HC Deb 14 March 1995 vol 256 cc675-6
2. Mr. MacShane

To ask the Secretary of State for Health what restrictions apply to GP fundholders in respect of using public money to improve their property portfolio.

The Minister for Health (Mr. Gerald Malone)

General practitioner fundholders may, with the agreement of their regional health authority, use audited savings for the benefit of their patients. This includes improving their surgeries to provide a wide range of services.

Mr. MacShane

Is there not growing concern among medical practitioners that some—not all—fundholders are not treating a required number of patients in order to improve the value of their property so that at the end of their practice they can sell it and make a large personal profit?
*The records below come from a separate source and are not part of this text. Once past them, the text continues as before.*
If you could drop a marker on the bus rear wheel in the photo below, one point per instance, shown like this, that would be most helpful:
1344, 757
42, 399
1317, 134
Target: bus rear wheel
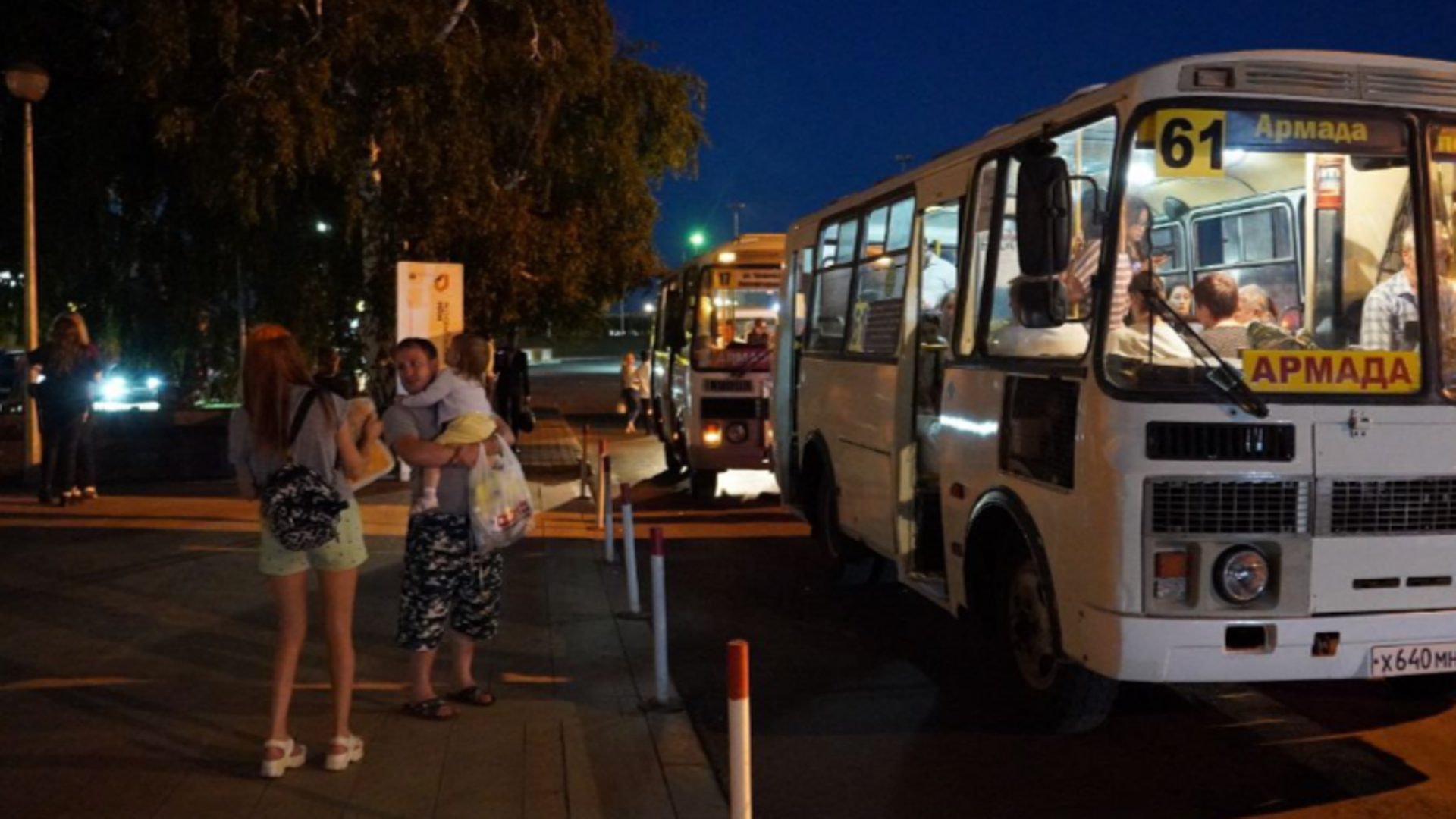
704, 484
1046, 689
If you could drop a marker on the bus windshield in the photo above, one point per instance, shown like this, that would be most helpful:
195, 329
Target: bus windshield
1277, 241
736, 327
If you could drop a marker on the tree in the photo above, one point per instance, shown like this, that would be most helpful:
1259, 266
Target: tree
190, 149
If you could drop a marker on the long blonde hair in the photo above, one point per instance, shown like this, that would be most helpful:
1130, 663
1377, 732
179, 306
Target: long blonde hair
273, 366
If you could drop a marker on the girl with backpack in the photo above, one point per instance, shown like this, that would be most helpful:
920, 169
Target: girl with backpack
287, 422
63, 372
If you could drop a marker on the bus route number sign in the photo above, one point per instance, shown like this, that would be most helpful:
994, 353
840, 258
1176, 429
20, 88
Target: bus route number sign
1191, 143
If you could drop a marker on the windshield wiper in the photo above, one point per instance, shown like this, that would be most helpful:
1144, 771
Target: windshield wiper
1223, 376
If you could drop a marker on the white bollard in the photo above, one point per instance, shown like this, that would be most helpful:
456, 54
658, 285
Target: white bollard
740, 751
663, 700
629, 556
609, 548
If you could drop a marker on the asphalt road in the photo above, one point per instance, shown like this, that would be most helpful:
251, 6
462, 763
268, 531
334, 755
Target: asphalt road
864, 707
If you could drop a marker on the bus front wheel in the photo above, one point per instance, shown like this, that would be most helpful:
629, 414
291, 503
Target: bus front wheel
1047, 689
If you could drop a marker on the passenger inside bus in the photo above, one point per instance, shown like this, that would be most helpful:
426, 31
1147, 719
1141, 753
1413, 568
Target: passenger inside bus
1216, 305
1130, 260
1147, 337
937, 279
1391, 316
1068, 340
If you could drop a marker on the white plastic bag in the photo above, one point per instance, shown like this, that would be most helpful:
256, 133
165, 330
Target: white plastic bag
501, 504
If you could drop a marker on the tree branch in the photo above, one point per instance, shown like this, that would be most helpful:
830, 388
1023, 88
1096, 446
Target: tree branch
453, 20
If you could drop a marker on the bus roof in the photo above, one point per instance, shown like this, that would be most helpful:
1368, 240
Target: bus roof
748, 249
1335, 76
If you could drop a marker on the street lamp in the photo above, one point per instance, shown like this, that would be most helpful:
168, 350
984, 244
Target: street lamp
30, 83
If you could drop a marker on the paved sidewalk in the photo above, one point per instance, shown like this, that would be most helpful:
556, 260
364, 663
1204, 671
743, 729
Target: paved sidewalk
136, 646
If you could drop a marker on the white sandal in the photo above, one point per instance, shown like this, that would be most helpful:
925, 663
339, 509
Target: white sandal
353, 752
293, 757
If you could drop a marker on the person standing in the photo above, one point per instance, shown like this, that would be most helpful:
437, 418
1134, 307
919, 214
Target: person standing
63, 372
85, 447
513, 382
447, 579
275, 387
632, 390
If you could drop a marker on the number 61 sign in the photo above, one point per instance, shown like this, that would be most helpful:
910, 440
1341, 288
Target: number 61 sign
1190, 143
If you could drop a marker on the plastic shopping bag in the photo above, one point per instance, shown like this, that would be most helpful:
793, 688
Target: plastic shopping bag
500, 499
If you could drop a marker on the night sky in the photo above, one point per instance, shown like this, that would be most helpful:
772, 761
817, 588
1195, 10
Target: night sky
808, 101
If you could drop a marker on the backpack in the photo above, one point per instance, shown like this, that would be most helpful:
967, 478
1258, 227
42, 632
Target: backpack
302, 509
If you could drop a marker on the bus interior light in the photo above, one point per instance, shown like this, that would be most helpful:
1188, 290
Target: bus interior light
1213, 77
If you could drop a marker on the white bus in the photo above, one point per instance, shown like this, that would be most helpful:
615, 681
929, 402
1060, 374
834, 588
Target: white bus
989, 390
712, 353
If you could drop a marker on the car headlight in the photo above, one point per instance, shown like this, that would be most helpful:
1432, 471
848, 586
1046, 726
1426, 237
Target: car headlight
1241, 575
114, 390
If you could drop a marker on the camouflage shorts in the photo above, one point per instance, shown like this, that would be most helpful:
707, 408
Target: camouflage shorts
447, 577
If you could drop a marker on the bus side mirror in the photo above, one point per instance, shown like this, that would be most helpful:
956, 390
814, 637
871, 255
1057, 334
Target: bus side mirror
1043, 215
1038, 302
673, 333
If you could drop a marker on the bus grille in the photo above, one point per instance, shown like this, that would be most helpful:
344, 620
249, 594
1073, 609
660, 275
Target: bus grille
1229, 507
1388, 506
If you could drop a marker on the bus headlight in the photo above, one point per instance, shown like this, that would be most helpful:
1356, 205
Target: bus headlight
1241, 575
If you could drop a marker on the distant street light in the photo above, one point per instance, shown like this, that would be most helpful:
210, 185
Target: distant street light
736, 207
30, 83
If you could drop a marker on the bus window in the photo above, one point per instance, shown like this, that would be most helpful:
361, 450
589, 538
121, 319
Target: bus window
940, 260
1088, 152
830, 308
880, 289
981, 254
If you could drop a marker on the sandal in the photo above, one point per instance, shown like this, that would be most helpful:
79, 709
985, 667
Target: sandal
293, 755
340, 760
430, 710
473, 695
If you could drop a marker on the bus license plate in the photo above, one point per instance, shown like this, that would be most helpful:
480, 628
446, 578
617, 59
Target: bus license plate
1405, 661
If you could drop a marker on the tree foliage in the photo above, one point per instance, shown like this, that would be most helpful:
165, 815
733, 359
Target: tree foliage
187, 152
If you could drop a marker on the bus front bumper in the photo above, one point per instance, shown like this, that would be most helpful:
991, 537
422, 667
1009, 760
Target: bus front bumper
1144, 649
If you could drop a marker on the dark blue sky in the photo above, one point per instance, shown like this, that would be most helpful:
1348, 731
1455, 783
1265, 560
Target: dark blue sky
808, 101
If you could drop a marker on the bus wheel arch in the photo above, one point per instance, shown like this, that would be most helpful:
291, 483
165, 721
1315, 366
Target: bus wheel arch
1011, 594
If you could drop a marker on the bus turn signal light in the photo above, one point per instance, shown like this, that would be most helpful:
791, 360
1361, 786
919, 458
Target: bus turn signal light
1171, 576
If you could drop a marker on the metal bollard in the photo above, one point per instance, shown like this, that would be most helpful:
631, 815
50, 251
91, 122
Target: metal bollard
585, 436
740, 752
629, 556
609, 550
601, 480
663, 701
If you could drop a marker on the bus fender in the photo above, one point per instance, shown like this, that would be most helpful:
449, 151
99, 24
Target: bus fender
998, 515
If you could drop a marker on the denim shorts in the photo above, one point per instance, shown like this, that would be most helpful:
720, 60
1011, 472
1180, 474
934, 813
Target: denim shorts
341, 554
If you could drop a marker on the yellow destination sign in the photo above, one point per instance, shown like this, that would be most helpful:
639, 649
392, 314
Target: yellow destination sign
1332, 371
1190, 143
747, 279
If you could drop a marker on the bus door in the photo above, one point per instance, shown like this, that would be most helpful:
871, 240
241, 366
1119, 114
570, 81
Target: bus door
792, 322
940, 254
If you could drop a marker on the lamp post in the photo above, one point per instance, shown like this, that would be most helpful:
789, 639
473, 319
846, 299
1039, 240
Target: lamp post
30, 83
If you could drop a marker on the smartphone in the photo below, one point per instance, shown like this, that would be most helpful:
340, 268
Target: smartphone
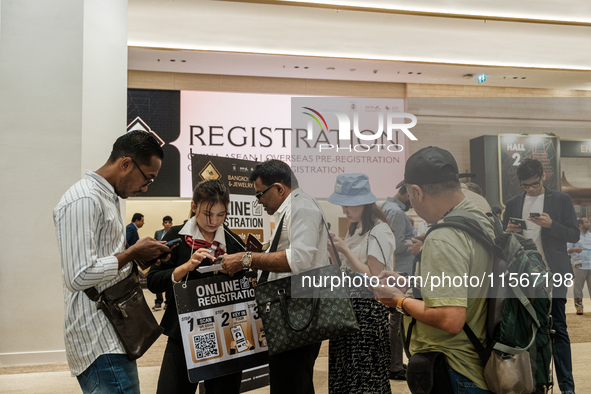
520, 222
173, 242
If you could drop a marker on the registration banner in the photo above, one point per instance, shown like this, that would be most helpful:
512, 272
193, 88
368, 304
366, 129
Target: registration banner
245, 215
220, 326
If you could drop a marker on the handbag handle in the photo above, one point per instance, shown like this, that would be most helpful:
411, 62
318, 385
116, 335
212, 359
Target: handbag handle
285, 313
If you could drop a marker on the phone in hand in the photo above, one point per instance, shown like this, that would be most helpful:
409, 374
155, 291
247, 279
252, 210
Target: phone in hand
173, 242
519, 222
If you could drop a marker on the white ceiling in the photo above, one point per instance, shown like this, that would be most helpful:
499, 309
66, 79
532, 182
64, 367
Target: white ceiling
238, 38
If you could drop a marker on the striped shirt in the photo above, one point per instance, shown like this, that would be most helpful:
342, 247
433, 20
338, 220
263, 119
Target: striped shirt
90, 232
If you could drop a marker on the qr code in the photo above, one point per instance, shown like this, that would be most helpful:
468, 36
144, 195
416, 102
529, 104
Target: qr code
206, 345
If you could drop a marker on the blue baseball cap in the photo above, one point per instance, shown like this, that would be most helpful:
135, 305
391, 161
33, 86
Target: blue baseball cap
352, 190
426, 166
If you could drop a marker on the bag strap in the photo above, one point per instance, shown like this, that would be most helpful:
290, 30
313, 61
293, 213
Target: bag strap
265, 275
378, 242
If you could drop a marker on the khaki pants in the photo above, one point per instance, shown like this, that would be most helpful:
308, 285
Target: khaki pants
581, 277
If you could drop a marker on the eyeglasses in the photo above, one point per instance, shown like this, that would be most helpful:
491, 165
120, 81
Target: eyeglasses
148, 180
532, 185
259, 195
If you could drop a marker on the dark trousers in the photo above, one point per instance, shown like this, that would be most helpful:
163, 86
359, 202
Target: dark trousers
291, 372
396, 346
561, 346
174, 378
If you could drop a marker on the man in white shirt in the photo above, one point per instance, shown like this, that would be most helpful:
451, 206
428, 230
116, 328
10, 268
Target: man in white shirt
551, 223
302, 246
92, 244
580, 257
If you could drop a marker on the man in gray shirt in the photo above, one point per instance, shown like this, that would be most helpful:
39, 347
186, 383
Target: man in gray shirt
395, 208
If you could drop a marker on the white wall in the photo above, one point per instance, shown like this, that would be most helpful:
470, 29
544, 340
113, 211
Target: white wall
63, 68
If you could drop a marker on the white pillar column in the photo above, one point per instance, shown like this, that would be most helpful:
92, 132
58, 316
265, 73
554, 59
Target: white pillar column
63, 76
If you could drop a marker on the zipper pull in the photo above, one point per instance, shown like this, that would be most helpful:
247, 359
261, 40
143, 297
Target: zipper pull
122, 310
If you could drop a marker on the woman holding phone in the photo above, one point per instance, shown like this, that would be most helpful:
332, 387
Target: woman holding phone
203, 238
360, 362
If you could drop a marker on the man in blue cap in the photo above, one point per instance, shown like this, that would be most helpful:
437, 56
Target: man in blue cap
432, 180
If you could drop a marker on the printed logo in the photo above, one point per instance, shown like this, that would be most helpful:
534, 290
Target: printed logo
209, 172
344, 129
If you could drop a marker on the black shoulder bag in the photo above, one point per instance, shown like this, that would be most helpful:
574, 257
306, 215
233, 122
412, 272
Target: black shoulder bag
126, 308
291, 322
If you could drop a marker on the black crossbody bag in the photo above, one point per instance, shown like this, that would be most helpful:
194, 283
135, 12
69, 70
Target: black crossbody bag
126, 308
427, 373
291, 322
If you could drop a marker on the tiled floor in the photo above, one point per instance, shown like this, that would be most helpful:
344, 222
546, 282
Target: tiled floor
61, 382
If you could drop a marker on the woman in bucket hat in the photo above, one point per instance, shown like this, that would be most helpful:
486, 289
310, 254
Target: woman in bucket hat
360, 362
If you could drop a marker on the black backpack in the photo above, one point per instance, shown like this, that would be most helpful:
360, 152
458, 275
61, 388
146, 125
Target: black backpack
519, 300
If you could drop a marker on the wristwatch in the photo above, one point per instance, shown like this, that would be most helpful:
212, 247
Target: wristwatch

If a doctor approaching retirement has a choice between 10 hip operations or adding £100,000 to the value of his property, that is a choice introduced by the Government to allow fundholding doctors to turn themselves into small businesses and put profit before patients.

Mr. Malone

I hope that every general practitioner fundholder across the land will have heard what the hon. Gentleman has said, which is a slur on most of them, on those whom he was mentioning, and noted his tendentious use of the words "property portfolio" in his question when what he should have said was surgery premises. It is not unusual for public funds to be made available for the improvement of premises. That was always the case when grants were made available before to improve the capital asset with precisely the same effect as if GP fundholders use their savings now. I just wish that the hon. Gentleman would bear in mind the additional services that are being provided for patients—the improvements, the physiotherapy and the capital equipment that is brought into the premises. Fundholding is a great success and it does doctors no good when the hon. Gentleman denigrates them in that way.

Mr. Patrick Thompson

Bearing in mind the fact that more and more GP practices are opting for fundholding with clear benefits to patients throughout the country, is my hon. Friend aware that the Opposition are now in as much of a muddle about the future of health care as they are on education? Will he give some help to the right hon. Member for Derby, South (Mrs. Beckett) to sort that out?

Mr. Malone

Not only am I keen to help the right hon. Lady; I have already done so. I wrote to her yesterday asking whether she might now be prepared to clarify her party's position on this important point. Perhaps she will have an opportunity to say whether she agrees with the Leader of the Opposition, and reveal that yet another layer of veneer is to be added to left-wing policies.